CANON KABUSHIKI KAISHA

Inventor(s)

NAOKI Kakinuma of Kanagawa (JP)

INFORMATION PROCESSING APPARATUS, IMAGE PROCESSING APPARATUS, AND INFORMATION PROCESSING METHOD - A simplified explanation of the abstract

This abstract first appeared for US patent application 18602325 titled 'INFORMATION PROCESSING APPARATUS, IMAGE PROCESSING APPARATUS, AND INFORMATION PROCESSING METHOD

Simplified Explanation

An information processing apparatus is disclosed that trains a machine learning model to reduce noise in a moving image.
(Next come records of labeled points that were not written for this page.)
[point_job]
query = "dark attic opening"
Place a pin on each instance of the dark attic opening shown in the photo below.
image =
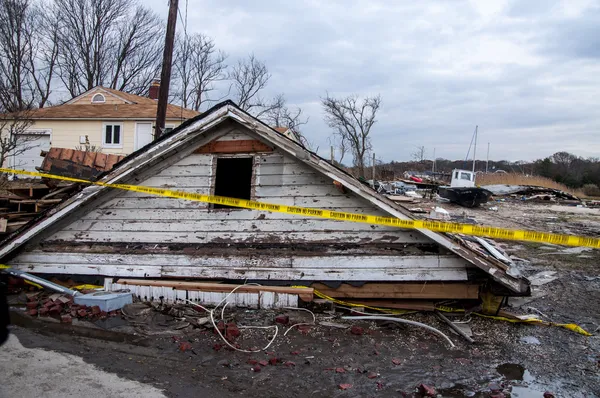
(233, 179)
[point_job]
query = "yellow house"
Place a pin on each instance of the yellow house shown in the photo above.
(113, 121)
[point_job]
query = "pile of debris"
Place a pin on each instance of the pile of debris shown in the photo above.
(23, 200)
(531, 193)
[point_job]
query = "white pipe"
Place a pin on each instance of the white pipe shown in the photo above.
(387, 318)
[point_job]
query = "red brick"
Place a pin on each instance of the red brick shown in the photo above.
(55, 310)
(232, 331)
(357, 330)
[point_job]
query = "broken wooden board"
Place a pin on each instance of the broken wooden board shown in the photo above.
(251, 299)
(411, 305)
(433, 290)
(306, 294)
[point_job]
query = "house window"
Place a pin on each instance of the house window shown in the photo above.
(233, 179)
(112, 135)
(98, 99)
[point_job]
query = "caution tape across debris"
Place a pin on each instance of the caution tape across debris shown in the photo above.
(437, 226)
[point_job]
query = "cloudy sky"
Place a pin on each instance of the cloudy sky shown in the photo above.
(526, 71)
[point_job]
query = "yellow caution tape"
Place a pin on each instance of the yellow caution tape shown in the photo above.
(446, 227)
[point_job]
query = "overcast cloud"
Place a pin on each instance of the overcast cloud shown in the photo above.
(527, 72)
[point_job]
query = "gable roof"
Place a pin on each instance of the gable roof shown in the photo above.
(122, 95)
(110, 111)
(178, 141)
(133, 107)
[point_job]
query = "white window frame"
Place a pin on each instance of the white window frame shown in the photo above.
(98, 102)
(108, 145)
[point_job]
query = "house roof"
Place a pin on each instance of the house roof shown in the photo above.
(131, 167)
(110, 111)
(133, 107)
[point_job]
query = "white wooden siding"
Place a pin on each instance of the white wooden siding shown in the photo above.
(300, 268)
(135, 217)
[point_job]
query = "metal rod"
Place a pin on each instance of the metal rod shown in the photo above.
(400, 320)
(454, 327)
(41, 281)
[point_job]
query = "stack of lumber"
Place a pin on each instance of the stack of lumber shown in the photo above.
(21, 201)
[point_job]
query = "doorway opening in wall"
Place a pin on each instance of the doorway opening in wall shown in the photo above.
(233, 179)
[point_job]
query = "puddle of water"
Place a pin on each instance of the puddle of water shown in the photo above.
(526, 385)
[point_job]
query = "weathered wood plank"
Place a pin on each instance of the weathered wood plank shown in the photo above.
(291, 237)
(228, 272)
(330, 264)
(238, 146)
(214, 225)
(236, 135)
(430, 290)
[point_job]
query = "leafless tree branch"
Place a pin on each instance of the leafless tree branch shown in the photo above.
(352, 121)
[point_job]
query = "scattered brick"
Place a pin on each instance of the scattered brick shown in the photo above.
(357, 330)
(232, 331)
(427, 391)
(184, 346)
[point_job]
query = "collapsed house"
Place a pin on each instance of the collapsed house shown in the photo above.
(225, 151)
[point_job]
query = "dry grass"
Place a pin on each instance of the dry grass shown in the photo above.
(521, 179)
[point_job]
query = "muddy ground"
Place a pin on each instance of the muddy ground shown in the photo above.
(386, 360)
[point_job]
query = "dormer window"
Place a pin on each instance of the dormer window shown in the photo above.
(98, 99)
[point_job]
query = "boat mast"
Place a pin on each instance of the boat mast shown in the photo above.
(475, 149)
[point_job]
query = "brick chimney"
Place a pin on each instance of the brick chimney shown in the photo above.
(153, 90)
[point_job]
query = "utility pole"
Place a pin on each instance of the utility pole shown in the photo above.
(475, 149)
(373, 168)
(487, 161)
(165, 75)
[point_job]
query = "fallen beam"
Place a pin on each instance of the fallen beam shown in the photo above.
(305, 294)
(434, 290)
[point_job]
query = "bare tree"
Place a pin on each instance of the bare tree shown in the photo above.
(198, 66)
(419, 154)
(13, 142)
(248, 78)
(352, 121)
(114, 43)
(280, 114)
(16, 32)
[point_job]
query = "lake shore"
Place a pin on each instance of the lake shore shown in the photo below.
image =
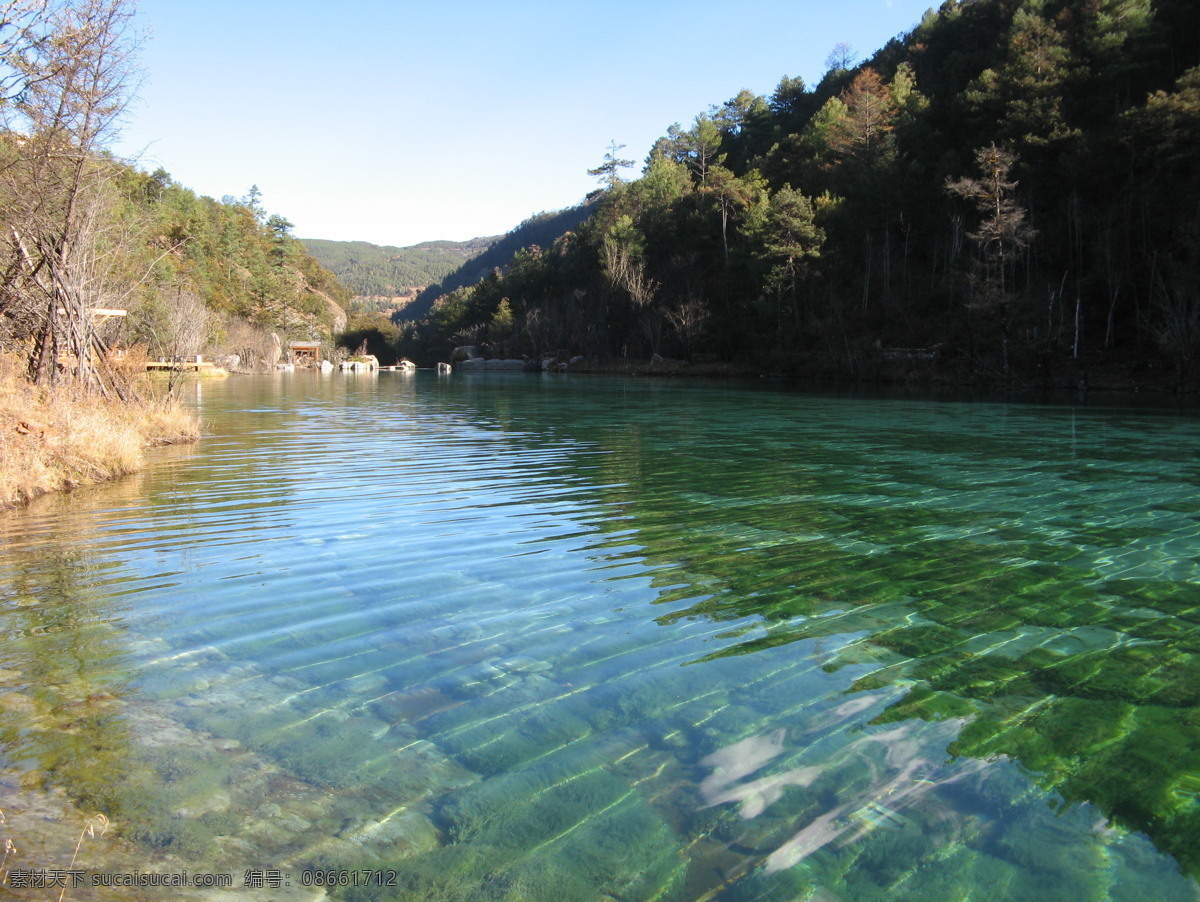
(58, 440)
The apparatus performs two training sessions, one to reduce noise and the other to reduce image quality degradation caused by variation between frames in the image.

Key Features and Innovation

  • Information processing apparatus trains machine learning model for noise reduction in moving images
  • First training session reduces noise in the image
  • Second training session reduces degradation of image quality caused by variation between frames
  • Trained model outputs processed image for noise reduction in target frames

Potential Applications

This technology can be used in various industries such as:

  • Film and video production
  • Surveillance systems
  • Medical imaging
  • Satellite imaging
  • Automotive industry for camera systems

Problems Solved

  • Reducing noise in moving images
  • Minimizing degradation of image quality due to frame variation
  • Enhancing image processing capabilities

Benefits

  • Improved image quality in moving images
  • Enhanced noise reduction capabilities
  • Increased accuracy in image processing tasks

Commercial Applications

  • "Machine Learning Model for Noise Reduction in Moving Images" can be utilized in:
  • Film production studios
  • Security and surveillance companies
  • Medical imaging facilities
  • Satellite imaging companies
  • Automotive industry for camera systems

Prior Art

Readers interested in exploring prior art related to this technology can start by researching machine learning models for noise reduction in images and image processing techniques for moving images.
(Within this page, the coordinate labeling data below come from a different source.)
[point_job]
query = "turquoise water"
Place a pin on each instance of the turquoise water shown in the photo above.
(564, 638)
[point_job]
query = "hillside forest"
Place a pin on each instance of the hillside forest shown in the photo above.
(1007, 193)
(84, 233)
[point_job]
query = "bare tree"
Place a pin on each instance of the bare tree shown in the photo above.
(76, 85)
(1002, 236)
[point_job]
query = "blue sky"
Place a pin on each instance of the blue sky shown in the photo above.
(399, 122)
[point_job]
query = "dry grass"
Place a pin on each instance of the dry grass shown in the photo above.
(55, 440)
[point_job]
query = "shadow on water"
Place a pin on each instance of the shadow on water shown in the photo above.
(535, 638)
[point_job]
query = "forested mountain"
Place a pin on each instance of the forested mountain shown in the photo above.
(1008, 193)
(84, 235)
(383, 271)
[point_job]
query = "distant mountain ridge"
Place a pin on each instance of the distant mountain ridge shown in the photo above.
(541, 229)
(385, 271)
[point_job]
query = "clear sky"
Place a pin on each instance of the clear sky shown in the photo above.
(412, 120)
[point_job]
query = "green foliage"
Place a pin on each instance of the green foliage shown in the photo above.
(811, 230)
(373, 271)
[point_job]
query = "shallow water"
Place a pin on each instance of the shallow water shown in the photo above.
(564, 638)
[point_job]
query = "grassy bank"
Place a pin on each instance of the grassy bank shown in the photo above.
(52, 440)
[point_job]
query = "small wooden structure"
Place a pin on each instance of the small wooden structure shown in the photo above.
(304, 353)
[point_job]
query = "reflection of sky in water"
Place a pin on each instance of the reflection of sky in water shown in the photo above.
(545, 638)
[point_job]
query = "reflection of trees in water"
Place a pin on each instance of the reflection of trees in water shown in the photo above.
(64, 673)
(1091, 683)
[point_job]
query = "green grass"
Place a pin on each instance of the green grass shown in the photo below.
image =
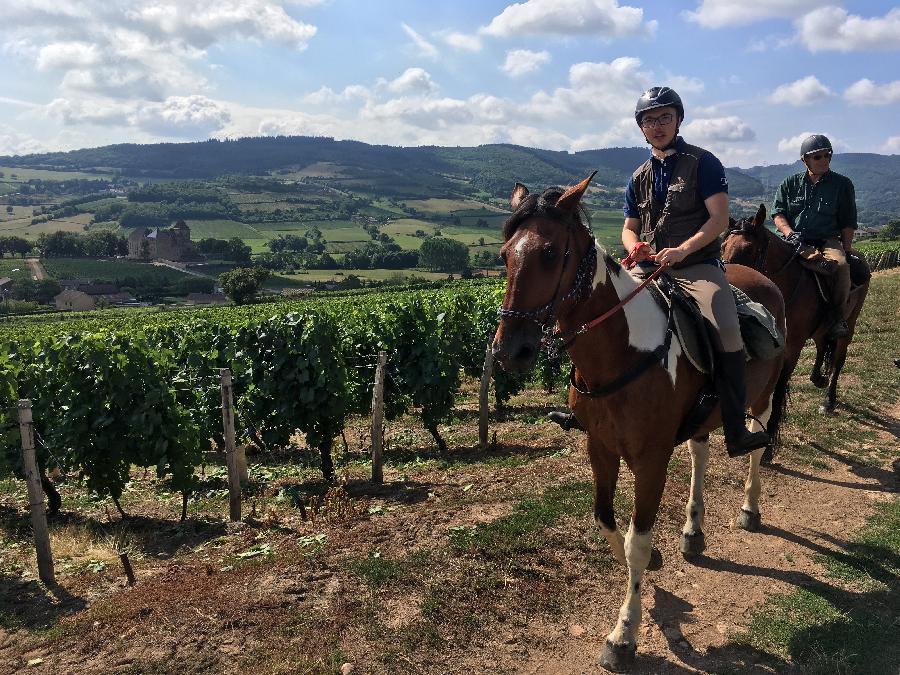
(88, 268)
(829, 629)
(7, 265)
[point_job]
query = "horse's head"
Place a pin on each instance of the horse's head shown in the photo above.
(547, 250)
(746, 240)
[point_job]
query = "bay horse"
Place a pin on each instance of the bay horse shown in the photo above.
(750, 243)
(558, 275)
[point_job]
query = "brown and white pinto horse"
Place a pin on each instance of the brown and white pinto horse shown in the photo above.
(558, 274)
(749, 243)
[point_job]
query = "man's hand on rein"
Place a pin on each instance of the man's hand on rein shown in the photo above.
(669, 256)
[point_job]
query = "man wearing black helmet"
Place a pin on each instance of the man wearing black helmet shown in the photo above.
(818, 207)
(676, 206)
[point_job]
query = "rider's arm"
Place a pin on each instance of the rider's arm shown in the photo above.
(717, 205)
(847, 238)
(782, 225)
(779, 208)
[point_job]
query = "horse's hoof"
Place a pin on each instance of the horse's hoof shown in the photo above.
(692, 544)
(818, 380)
(749, 521)
(617, 658)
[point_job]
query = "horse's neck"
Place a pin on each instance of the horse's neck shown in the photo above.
(639, 325)
(784, 271)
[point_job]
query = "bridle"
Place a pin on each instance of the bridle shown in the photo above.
(585, 268)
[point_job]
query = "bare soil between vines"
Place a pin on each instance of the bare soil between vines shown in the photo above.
(302, 606)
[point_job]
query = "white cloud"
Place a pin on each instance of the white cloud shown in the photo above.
(182, 116)
(602, 18)
(423, 47)
(13, 142)
(866, 92)
(204, 22)
(805, 91)
(413, 80)
(714, 130)
(720, 13)
(463, 41)
(327, 96)
(146, 49)
(520, 62)
(834, 29)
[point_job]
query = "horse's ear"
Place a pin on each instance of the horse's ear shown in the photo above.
(519, 193)
(759, 220)
(570, 198)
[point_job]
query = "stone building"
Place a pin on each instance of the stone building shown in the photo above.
(154, 243)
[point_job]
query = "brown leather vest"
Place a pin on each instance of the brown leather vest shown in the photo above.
(683, 213)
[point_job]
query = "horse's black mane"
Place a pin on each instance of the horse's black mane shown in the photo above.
(544, 205)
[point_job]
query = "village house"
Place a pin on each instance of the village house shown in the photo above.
(162, 244)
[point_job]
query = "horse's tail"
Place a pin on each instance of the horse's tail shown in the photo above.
(780, 399)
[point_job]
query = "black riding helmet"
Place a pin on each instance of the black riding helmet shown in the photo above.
(658, 97)
(815, 143)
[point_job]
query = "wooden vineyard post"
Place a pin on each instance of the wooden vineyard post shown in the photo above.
(35, 496)
(483, 405)
(234, 480)
(377, 419)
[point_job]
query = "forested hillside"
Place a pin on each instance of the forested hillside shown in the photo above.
(486, 171)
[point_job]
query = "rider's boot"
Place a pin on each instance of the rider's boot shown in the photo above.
(566, 420)
(731, 388)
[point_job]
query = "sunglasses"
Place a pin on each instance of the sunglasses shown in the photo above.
(652, 122)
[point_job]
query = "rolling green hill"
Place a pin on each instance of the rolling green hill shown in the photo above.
(485, 172)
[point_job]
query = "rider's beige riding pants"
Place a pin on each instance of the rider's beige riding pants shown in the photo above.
(707, 285)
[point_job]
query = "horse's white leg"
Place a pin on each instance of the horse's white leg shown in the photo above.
(692, 540)
(621, 645)
(616, 541)
(749, 517)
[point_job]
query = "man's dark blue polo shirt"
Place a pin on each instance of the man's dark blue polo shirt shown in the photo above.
(710, 178)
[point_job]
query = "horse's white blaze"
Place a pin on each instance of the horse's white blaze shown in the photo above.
(646, 321)
(695, 510)
(638, 547)
(753, 485)
(522, 244)
(616, 541)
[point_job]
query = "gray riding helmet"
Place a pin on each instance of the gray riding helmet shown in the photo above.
(658, 97)
(815, 143)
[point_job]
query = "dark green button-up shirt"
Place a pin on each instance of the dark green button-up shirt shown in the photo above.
(817, 210)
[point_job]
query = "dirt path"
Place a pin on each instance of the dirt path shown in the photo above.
(37, 270)
(178, 611)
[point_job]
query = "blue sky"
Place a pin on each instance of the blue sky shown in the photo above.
(755, 76)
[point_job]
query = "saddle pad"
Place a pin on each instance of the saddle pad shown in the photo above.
(762, 339)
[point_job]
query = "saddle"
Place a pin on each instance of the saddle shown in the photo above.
(762, 339)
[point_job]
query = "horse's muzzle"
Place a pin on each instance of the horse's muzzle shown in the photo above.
(517, 348)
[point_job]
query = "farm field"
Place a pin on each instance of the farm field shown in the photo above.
(87, 268)
(14, 268)
(476, 561)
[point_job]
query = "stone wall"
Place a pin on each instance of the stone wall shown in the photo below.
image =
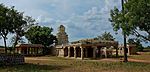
(11, 59)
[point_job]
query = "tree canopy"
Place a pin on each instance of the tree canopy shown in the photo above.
(134, 20)
(40, 35)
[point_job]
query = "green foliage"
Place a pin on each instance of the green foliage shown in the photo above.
(134, 18)
(137, 42)
(40, 35)
(106, 36)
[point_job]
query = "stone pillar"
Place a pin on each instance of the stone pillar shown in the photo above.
(86, 52)
(94, 51)
(68, 51)
(116, 51)
(105, 51)
(82, 53)
(75, 53)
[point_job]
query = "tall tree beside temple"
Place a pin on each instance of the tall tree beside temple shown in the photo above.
(41, 35)
(106, 36)
(137, 42)
(134, 20)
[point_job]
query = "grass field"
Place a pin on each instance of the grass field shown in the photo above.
(142, 56)
(55, 64)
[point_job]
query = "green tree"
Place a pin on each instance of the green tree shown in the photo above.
(137, 42)
(21, 25)
(134, 20)
(106, 36)
(41, 35)
(5, 23)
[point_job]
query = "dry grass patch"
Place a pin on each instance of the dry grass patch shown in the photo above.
(55, 64)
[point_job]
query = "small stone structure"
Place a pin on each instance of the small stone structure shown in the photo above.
(9, 59)
(30, 49)
(87, 48)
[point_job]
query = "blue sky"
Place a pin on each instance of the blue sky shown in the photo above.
(82, 18)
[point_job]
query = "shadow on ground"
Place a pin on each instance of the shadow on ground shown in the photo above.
(32, 68)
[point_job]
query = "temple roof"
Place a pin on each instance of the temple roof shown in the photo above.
(30, 45)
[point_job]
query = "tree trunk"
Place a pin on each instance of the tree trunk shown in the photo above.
(125, 50)
(15, 43)
(5, 44)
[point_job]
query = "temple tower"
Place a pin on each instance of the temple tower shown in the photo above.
(62, 36)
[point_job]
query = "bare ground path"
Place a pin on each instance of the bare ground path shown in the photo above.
(27, 59)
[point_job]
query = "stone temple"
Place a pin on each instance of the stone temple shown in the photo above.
(86, 48)
(62, 36)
Frequently Updated Research

Stay updated on the latest advancements in machine learning models for noise reduction in moving images and image processing technologies to enhance your understanding of this field.

Questions about Machine Learning Model for Noise Reduction in Moving Images

What are the key benefits of using machine learning models for noise reduction in moving images?
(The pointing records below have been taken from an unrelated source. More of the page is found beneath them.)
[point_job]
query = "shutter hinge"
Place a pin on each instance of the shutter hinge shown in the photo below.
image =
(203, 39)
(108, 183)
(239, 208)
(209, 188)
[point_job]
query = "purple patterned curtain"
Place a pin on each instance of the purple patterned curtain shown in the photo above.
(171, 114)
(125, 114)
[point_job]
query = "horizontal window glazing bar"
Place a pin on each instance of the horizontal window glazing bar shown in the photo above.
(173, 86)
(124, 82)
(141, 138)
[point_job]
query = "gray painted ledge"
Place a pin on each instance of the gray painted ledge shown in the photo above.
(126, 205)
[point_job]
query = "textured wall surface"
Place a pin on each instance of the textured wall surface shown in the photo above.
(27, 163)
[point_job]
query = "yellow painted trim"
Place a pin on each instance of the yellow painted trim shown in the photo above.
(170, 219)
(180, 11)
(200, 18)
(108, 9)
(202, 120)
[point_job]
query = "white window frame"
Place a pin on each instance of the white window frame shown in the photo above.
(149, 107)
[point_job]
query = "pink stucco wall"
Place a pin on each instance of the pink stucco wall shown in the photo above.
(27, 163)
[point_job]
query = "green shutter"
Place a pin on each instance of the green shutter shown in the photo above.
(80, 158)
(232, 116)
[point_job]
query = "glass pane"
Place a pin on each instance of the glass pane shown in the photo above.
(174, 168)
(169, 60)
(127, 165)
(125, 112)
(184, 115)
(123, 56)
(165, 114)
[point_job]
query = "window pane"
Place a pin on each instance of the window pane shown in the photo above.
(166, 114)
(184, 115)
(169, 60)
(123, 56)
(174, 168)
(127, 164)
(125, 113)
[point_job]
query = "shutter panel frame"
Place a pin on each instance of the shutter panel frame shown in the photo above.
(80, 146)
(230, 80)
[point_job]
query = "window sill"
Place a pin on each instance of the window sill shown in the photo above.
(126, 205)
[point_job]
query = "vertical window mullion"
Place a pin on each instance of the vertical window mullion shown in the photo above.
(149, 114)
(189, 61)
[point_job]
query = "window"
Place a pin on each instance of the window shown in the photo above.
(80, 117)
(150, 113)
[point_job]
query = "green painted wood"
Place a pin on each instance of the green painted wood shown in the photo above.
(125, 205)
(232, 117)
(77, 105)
Using machine learning models for noise reduction in moving images can significantly improve image quality by reducing unwanted noise and enhancing overall clarity.

How does the second training session in the information processing apparatus help in reducing image quality degradation caused by frame variation?

The second training session in the apparatus focuses on minimizing the impact of variation between frames in the image, ensuring a more consistent and high-quality output.


Original Abstract Submitted

An information processing apparatus that trains a machine learning model for reducing noise in a moving image is disclosed. The information processing apparatus performs a first training in which a first training dataset is applied to the machine learning model and a second training in which a second training dataset is applied to the machine learning model after the first training has ended. The trained machine learning model outputs an image as a processing result for a target frame for noise reduction from an input image consists of a plurality of frames including the target frame. The first training is to reduce noise, and the second training is to reduce degradation of image quality caused by variation between the plurality of frames.